My lecturer wrote that a matrix representation of a group $G$ is a group homomorphism $\rho$ from $G$ to the set of invertible square matrices over a field. He proceeded to write that this is equivalent to the following two conditions:
- $\rho(\varepsilon)=I$ (where $\varepsilon$ is the identity in $G$ and $I$ the identity matrix).
- $\rho(gh)=\rho(g)\rho(h)$ for all $g,h\in G$.
But am I wrong to say that condition 1 follows directly from condition 2? Because condition 2 tells us that $$ \rho(g)=\rho(\varepsilon g)=\rho(\varepsilon)\rho(g) $$ for any $g\in G$, which implies that $\rho(\varepsilon)$ is the identity matrix.

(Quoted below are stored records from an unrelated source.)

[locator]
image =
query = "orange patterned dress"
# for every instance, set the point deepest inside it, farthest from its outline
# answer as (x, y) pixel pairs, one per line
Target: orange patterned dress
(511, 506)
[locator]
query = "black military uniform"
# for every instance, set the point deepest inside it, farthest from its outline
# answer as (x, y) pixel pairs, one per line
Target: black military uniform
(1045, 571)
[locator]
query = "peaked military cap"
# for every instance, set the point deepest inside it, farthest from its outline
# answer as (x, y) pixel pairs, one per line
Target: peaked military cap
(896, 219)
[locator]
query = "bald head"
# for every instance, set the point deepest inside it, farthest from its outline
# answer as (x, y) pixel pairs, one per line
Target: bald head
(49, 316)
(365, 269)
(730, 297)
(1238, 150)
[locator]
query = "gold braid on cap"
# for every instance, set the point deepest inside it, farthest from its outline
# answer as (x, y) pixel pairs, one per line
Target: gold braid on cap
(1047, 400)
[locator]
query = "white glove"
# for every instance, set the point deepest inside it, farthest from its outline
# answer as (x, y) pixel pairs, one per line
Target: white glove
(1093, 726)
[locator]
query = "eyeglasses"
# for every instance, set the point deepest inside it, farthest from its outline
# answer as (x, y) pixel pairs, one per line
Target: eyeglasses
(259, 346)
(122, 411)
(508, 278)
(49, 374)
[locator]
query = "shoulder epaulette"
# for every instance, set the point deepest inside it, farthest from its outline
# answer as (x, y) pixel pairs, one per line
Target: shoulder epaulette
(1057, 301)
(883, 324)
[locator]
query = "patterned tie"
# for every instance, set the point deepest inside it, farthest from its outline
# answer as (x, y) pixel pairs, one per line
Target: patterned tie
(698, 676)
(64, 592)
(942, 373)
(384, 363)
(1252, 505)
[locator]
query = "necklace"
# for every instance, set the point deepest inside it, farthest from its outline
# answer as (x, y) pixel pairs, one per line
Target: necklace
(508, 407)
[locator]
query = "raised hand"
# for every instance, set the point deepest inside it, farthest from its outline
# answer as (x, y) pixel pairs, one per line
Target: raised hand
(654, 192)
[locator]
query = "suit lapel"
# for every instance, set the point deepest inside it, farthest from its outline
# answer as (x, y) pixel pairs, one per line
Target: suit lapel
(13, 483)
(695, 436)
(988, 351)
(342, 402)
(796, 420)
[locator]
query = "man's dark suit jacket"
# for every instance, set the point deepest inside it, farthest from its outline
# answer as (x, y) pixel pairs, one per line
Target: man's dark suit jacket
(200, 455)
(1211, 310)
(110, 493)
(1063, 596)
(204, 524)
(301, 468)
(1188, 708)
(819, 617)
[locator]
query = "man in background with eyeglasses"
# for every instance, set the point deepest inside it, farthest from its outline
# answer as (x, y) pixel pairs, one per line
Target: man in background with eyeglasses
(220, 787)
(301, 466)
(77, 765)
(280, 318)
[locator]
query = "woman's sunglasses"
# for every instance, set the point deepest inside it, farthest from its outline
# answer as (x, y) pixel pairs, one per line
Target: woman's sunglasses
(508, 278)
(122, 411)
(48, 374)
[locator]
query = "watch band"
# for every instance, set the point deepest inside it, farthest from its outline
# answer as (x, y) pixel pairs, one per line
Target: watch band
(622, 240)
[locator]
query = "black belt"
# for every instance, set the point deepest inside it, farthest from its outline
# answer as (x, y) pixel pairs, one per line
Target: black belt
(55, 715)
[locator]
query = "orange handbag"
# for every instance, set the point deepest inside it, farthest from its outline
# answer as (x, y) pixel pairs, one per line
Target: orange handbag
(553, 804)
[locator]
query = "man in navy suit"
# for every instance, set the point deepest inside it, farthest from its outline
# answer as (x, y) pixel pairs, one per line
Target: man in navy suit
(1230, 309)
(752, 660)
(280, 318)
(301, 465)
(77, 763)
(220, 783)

So why include condition 1?
Update: In the comments the doubt above was solved. Now I would like to actually show that $\rho=I$ is equivalent to saying that the homomorphism $\rho$ maps all $g\in G$ to the set of invertible square matrices. My intend:
- If $\rho(\varepsilon)=I$ then $I=\rho(\epsilon)=\rho\left(g g^{-1}\right)=\rho(g) \rho\left(g^{-1}\right)$, which shows that $\rho(g)$ has an inverse given by $\rho(g)^{-1}=\rho(g^{-1}$).
- If we know that $\rho(\varepsilon)$ has an inverse then $$ \rho(\varepsilon)\rho(\varepsilon)=\rho(\varepsilon\varepsilon)=\rho(\varepsilon)=I\rho(\varepsilon)\iff\rho(\varepsilon)\rho(\varepsilon)\rho(\varepsilon)^{-1}=I\rho(\varepsilon)\rho(\varepsilon)^{-1} \iff\rho(\varepsilon)=I. $$ Is there anything wrong with this proof?